You know, I might, if I continue having issues with cloudy water. I think my main issue so far has been the dirty sand. It kicks up lots of filth every time I move things around.  It's definitely getting better, though! Thanks for the suggestion. 

I bought three red platies today. I'm planning to quarantine them for a couple of weeks, so I figured I might as well get them now. I also sorta impulse-bought a really colorful male DTHM with ammonia burns. Oops. ;-) Photos coming soon...


----------



## Jennalyn (Jun 23, 2014)

Ahhh, so you're where the handsome Tiger-now-Granite ended up! I remember seeing his transformation in the pics thread and admiring his gorgeous coloration. He built you quite an impressive nest!


----------



## myexplodingcat (Apr 9, 2014)

Granite looks super cool! And that's a really nice bubble nest he made you.

Both my boys are expressing their satisfaction with your plants by blowing a ton of bubbles in between the duckweed. ^u^ It's super cute.


----------



## MameJenny (Jun 11, 2012)

The 20g is doing well. The platies were doing great. Emphasis on "were". They were eating, swimming, and looked good. Then, this morning, I got up, looked in the QT container, and all of them were dead. Just...dead. No symptoms, nothing in the tank was changed overnight (as far as I know), and the water parameters were all good. They all just died over the course of 8 hours or so. Thank goodness I had them in quarantine.

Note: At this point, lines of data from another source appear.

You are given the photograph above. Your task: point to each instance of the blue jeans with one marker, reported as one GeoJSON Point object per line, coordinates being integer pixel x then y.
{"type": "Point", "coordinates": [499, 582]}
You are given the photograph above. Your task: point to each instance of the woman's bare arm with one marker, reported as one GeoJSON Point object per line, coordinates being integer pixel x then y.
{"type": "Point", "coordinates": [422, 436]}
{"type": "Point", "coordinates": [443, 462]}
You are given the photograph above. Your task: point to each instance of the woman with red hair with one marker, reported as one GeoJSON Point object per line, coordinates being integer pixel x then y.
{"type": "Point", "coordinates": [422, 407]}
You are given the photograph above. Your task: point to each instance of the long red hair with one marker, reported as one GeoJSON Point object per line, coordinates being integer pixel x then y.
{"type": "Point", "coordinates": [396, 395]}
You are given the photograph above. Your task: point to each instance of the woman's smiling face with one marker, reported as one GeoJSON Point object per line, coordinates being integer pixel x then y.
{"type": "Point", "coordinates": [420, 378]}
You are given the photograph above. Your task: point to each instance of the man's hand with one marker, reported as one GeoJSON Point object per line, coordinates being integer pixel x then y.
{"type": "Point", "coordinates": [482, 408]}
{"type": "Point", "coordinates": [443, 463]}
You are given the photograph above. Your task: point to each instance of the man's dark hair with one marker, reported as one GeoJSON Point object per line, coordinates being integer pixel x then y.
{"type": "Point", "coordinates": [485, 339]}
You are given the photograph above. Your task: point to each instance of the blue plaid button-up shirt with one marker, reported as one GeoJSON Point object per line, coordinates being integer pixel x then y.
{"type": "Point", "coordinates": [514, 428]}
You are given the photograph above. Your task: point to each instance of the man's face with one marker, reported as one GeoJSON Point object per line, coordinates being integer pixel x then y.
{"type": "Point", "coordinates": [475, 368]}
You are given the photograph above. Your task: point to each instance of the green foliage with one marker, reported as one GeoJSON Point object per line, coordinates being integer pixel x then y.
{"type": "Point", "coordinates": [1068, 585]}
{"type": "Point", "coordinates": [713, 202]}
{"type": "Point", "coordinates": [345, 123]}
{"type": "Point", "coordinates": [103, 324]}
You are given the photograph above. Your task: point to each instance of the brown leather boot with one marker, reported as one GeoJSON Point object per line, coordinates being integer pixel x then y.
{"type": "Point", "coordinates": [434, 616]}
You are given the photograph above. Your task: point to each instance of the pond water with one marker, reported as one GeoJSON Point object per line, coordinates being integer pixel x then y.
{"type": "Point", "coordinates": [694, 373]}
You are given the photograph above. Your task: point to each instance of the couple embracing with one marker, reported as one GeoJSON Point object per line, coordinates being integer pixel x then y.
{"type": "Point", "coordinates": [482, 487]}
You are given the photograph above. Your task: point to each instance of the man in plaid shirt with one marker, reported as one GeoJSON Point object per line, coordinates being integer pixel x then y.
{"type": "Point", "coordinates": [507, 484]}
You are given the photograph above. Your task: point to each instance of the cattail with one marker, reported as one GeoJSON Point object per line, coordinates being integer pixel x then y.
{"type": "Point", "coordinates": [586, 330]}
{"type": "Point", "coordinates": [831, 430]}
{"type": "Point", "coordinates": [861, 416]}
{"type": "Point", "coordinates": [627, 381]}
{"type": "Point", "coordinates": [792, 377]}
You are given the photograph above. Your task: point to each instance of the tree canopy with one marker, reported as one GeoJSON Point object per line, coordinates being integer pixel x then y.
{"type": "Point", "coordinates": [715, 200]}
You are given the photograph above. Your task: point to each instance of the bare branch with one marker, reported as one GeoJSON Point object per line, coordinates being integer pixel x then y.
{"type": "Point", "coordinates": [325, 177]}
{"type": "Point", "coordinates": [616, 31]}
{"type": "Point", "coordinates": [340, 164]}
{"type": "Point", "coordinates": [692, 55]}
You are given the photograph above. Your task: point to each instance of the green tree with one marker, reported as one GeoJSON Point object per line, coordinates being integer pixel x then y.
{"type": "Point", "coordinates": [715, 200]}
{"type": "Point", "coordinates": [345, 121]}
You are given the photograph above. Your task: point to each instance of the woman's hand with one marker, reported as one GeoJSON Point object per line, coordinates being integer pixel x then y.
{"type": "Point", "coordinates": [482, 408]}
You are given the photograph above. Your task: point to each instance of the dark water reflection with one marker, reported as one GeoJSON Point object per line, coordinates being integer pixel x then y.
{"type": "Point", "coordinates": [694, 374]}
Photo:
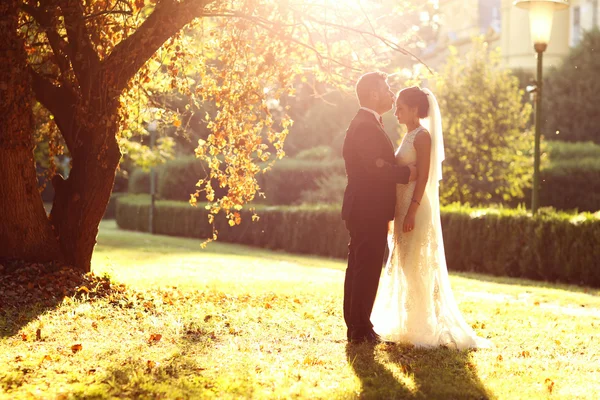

So, I took them back to Petco. I got a few suspicious "she-probably-stuck-them-in-an-uncycled-fishbowl" looks, but at least I got "replacement" platies. They didn't have red wag females, so I got three painted platies instead. Needless to say, I bleached and rinsed the heck out of the QT tank before I put them in there. They seem to be doing well, and they're very active. I think I'm going to be afraid to look at my fish every morning now, though. >.<

On a happier note, the 20 gallon is finally cycled! The ammonia has been at 0 for about a week, and the nitrites finally reached 0 today! I'm going to do a 100% water change tomorrow, then move over Granite. The plants are growing like crazy, and I already have to do my first trim. Several are even growing out of the water. There's a massive algae bloom right now - diatoms, green algae, fuzz algae, hair algae...I'm definitely going to need some snails.

Granite is doing great too! I have him in my divided 5 gallon at the moment with Alpha-Betta. He's been blowing bubble nests every day. He's getting much more dark bluish coloring on his body. He even has a bit of a teal color under certain lighting. I call him my mood ring fish, since he turns grey and gets prominent stress stripes whenever he's even a little bit stressed, lol.


----------



## hrutan (Jun 25, 2014)

That's so sad about your platies. A big neon reminder to QT, right? :-?

Still, it's good to see everything else doing so well.


----------



## MameJenny (Jun 11, 2012)

Yeah, it was really, really shocking. I mean, I got out of bed half-asleep, casually looked over, and they were just dead in there. I didn't need caffeine after that, that's for sure. I took quarantine pretty seriously before (thank goodness), but now I'll never, ever skip it. When I was cleaning the QT out, I realized that could have otherwise been the 20g that I needed to bleach...and that if they were sick, it could have spread to all my bettas. I'm still going to watch all the bettas like a hawk. >.< 

I'm actually hoping that some chemical got in the water or something, since the thought of a disease that kills everyone without warning scares the heck out of me. :-(


----------



## MameJenny (Jun 11, 2012)

The new platies are doing great, thankfully. Their color/markings remind me of tiny goldfish. They're a lot more friendly than the other platies, and they swim to the front when they see me. I do miss having bright red platies, though. I might get one or two red ones once the 20g is established. 

I'll be getting some plants in the mail tomorrow or Thursday from a member here. After that, the tank should be fully stocked plant-wise, unless I manage to get my hands on some interesting moss or glossostigma. 

I moved Granite to the 20g today! He's trying to figure out what to do with himself, lol. He has about 10 times more room than he did in his 2.5 gallon. He also no longer has a flare-buddy. :lol: I bet Alpha-Betta thinks that he finally scared off his roommate. 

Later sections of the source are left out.